In response to my piece, "Liberal America, You Don't See What We're Up Against," where it appeared on Huffington Post, one reader posted a comment suggesting that perhaps a reason people don't see it is that seeing it only compounds feelings of despair and hopelessness. He quoted from a new book by Bob Herbert, reporting that in his travels across America he'd discerned "a sense of powerlessness and resignation among ordinary people that I hadn't been used to seeing."
I thought it an excellent comment, and I followed up by raising the question, why is it that people feel this hopelessness. That our situation is quite difficult is part of it, of course, but it is not a sufficient explanation.
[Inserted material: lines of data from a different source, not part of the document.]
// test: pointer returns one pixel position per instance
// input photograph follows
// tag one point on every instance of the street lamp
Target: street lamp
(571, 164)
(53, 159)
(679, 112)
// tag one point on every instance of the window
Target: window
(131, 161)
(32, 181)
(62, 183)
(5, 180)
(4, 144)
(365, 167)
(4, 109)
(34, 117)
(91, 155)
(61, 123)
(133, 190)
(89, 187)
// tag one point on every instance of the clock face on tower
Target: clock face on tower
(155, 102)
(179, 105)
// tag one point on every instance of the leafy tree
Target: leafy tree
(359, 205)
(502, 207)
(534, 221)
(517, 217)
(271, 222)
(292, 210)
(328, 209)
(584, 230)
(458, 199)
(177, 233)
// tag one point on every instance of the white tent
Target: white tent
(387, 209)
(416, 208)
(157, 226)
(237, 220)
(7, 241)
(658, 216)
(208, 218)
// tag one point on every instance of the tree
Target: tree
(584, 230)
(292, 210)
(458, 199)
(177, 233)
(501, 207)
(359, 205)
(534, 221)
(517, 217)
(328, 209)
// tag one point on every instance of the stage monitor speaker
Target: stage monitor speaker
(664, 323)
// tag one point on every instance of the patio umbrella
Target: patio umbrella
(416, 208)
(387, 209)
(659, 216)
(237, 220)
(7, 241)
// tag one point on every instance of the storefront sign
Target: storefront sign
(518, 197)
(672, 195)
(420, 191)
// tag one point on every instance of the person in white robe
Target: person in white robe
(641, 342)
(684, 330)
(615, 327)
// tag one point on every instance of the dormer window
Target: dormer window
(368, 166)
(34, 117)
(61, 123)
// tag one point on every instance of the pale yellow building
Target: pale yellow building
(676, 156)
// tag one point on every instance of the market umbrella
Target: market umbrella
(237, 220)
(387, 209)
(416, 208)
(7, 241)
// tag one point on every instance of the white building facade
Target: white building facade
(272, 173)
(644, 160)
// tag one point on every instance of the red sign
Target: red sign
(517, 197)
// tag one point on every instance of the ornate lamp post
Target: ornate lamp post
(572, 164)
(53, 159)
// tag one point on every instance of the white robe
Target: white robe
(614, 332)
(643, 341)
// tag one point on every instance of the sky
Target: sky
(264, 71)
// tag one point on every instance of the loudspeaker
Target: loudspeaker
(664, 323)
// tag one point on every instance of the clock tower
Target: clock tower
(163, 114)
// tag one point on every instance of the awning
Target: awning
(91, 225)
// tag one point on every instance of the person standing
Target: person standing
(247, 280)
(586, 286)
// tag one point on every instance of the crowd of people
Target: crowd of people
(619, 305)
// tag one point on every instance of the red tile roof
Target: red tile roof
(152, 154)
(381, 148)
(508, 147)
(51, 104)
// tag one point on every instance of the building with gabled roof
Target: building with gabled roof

In those heroic times discussed in "Not Our Finest Hour," there were dark times in which those American heroes might have given into despair, but did not.
So the question arises: why on some occasions do those facing great adversity give in to despair, while in others they maintain their resilience and a sense of possibility?
The following, published in the newspapers of my conservative area in Virginia offers what I believe is an important piece of an another.
Dispirited Liberal America
Some of my liberal friends say they have lost all hope for American democracy, and a great many others act as if they had.
They see that Big Money is wresting power from the people and, with the help of the Supreme Court, making it ever harder for the people to retrieve what has been taken from them.